Data science isn’t rocket science – so get learning
The days when data science was only available to the brainiest of number-crunchers are behind us, and anyone can take advantage of this accessibility.
It’s hard to believe that just a few years ago, most organisations were struggling to get to grips with the idea of big data. Nowadays, we’ve all bought into the importance of analytics as a driver of change, and the new topic of conversation is data science.
I'm reminded of the Shakespeare quote: “If music be the food of love, play on.” Data may not be the food of love (unless you're Facebook Dating) but it certainly feeds a lot of other things – more inclusive societies, digital leapfrogging, and better ways of doing things.
If data science is the answer to saving the world, then we need to play on.
That may sound simple on paper – but what if you’re a small organisation that doesn’t have data science skills on hand? Even if you have a team of analysts at hand, what if you don’t have enough knowledge to give them the right direction? After all, even the best orchestra won’t get very far without a conductor.
Thankfully, the days when data science was only accessible to the brainiest of number-crunchers are behind us. With the rise of machine-learning-as-a-service solutions, open source platforms and communities, and educational resources, data science is more accessible than ever. And it’s not just the coders and developers who should be taking advantage of this accessibility.
Yes, I’ve heard the excuses before. It’s a complex discipline and most people lack the foundational knowledge of STEM needed to really understand. But, since we’re on the subject of Shakespeare, I’d like to ask how many people struggled with his works at school? How many of us never quite grasped what he was trying to say because the language was just too different to what we were used to?
Shakespeare may be hard to grasp today but in his time, he was popular with the common people. They just got him – his language was their language and his puns and in-jokes were something drawn from their everyday lives.
One great way to understand how data science can be effectively applied in business is by watching the companies that are doing it best.
Even today, hundreds of years after ruffled collars stopped being a style statement, people still devote time to figure out what he was trying to say. You don’t need to be a Shakespeare scholar to understand what’s going on in Romeo and Juliet – you just need some time and context.
Unless you work for the Royal Shakespeare Company or have Kenneth Branagh’s number on speed dial, you probably don’t need a working knowledge of the bard to make it in business. But data is a different story. And just like Shakespeare, a little devotion can go a long way to grasping the fundamentals of data science.
It’s all Greek to me
Okay, let’s say you want to learn to speak data so you know what the analytics nerds are talking about when they mention their algorithms. Where do you start? Do you take a sabbatical and get a degree at a university? Or do you dedicate your evenings to completing an online course from a MOOC?
From Coursera to Datacamp to Harvard itself, there is no shortage of excellent data science, statistics, analytics and programming courses available at all levels of knowledge. Then there are the communities, both local and international, that have grown in leaps and bounds over the last few years.
Just as Shakespeare is best grasped when you watch it performed, learning to apply data science is a far more effective way to learn it than just reading the theory. In between whatever course or tutorial series you might be following, you might want to find a place to practise.
Web sites like Kaggle and kdnuggets are great virtual playgrounds for testing out your predictive analytics skills, offering everything from free tools, code, datasets and challenges. Or, if your goal is to get more comfortable with the basics of data analysis, it’s easy enough to open a Google Data Studio account and dive in.

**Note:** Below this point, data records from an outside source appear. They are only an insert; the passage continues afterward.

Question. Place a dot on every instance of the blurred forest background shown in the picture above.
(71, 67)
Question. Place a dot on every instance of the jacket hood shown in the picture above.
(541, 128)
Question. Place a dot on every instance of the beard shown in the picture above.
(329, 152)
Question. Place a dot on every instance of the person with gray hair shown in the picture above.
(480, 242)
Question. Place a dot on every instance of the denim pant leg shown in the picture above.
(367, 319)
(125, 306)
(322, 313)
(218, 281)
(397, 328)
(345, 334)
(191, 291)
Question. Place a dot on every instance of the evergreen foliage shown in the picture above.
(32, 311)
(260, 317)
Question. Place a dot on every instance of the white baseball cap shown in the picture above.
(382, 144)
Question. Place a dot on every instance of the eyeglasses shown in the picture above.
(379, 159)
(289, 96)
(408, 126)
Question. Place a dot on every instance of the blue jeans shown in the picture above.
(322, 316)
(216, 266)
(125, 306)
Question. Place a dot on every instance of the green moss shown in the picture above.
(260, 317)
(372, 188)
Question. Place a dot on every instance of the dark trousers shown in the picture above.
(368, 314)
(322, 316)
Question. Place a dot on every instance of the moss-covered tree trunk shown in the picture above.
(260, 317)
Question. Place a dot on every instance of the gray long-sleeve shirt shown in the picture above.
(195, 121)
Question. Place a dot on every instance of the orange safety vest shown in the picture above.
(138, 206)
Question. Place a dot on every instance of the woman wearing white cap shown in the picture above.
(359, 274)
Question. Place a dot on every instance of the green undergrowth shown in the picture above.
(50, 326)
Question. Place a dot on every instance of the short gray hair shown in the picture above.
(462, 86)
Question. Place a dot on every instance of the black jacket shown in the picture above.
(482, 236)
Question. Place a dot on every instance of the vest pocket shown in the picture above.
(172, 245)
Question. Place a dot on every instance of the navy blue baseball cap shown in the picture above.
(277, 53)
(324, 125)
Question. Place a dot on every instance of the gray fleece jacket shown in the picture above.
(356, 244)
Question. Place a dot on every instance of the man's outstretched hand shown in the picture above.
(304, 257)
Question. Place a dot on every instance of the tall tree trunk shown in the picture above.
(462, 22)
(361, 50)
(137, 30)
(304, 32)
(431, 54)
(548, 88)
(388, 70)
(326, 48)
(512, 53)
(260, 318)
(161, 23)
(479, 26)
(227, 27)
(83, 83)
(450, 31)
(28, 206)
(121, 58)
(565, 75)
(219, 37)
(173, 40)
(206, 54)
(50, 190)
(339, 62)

All difficulties are easy when they are known
Eventually, it should all start to make sense and the data will start to come alive with meaning. At least, that’s the promise.
But there’s one skill that can’t be easily taught – developing what Nate Silver, the analytics guru behind fivethirtyeight, calls statistical intuition. How do you put the data to work doing something useful?

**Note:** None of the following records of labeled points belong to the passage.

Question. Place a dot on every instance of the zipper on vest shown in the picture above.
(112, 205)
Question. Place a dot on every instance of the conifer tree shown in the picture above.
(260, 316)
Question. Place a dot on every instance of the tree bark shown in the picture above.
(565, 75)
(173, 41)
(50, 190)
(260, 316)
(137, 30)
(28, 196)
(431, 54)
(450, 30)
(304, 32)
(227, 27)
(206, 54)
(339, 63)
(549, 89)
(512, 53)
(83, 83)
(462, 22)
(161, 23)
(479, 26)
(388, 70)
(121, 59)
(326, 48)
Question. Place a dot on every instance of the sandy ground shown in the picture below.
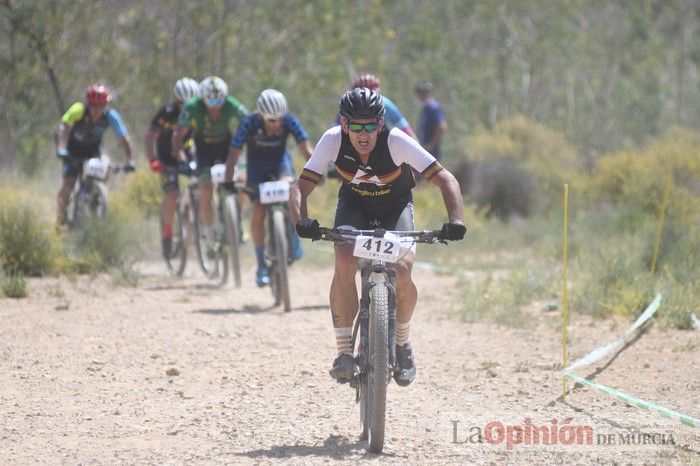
(179, 372)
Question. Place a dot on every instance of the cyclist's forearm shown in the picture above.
(150, 145)
(408, 130)
(176, 140)
(297, 199)
(62, 131)
(306, 149)
(451, 195)
(231, 161)
(128, 149)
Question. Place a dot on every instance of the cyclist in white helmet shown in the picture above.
(161, 157)
(264, 133)
(211, 117)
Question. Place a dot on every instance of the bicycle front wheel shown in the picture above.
(211, 255)
(233, 235)
(279, 278)
(373, 391)
(177, 259)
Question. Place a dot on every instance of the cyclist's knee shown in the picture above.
(403, 269)
(345, 262)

One great way to understand how data science can be effectively applied in business is by watching the companies that are doing it best. Blogs from the likes of Facebook, IBM, Oracle and Google won’t necessarily give you the technical depth you’d get from GitHub, but they do offer valuable insights on how to ask the right questions.

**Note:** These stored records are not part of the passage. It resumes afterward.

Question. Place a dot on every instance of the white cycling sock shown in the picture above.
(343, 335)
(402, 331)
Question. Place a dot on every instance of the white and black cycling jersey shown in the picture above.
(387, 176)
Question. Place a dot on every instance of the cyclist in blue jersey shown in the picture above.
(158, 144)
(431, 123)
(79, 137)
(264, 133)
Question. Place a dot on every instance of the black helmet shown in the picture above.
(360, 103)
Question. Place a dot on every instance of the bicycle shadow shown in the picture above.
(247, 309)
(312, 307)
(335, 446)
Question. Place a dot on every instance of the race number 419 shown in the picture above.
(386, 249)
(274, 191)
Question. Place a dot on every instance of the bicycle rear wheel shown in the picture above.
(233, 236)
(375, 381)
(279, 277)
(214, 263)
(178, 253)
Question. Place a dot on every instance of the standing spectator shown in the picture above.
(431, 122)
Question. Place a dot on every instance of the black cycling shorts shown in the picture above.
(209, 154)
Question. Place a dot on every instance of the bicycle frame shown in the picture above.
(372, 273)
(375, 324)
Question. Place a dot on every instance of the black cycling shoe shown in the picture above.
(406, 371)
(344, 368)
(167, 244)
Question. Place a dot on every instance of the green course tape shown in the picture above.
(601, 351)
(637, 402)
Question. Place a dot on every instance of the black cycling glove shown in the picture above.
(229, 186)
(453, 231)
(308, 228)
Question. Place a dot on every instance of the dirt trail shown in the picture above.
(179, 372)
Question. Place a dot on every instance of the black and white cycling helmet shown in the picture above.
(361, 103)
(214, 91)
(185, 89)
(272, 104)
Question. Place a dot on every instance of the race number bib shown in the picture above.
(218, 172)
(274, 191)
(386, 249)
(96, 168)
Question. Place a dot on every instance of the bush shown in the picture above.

And that, more than anything else, is what separates impactful data science from pointless number-crunching.
Again, Shakespeare’s got a quote to sum it up – to thine own self be true. It doesn’t matter how you get to a working understanding of data science, only that it suits your own needs and capabilities.
When you do get to the point where it all starts to make sense, then you focus on what you want to ask it. The right questions won’t come from a course or a blog, but from your own business challenges. In my own business, we call this #solvingproblemsthatmatter.
That’s when the music of change and success will flow free.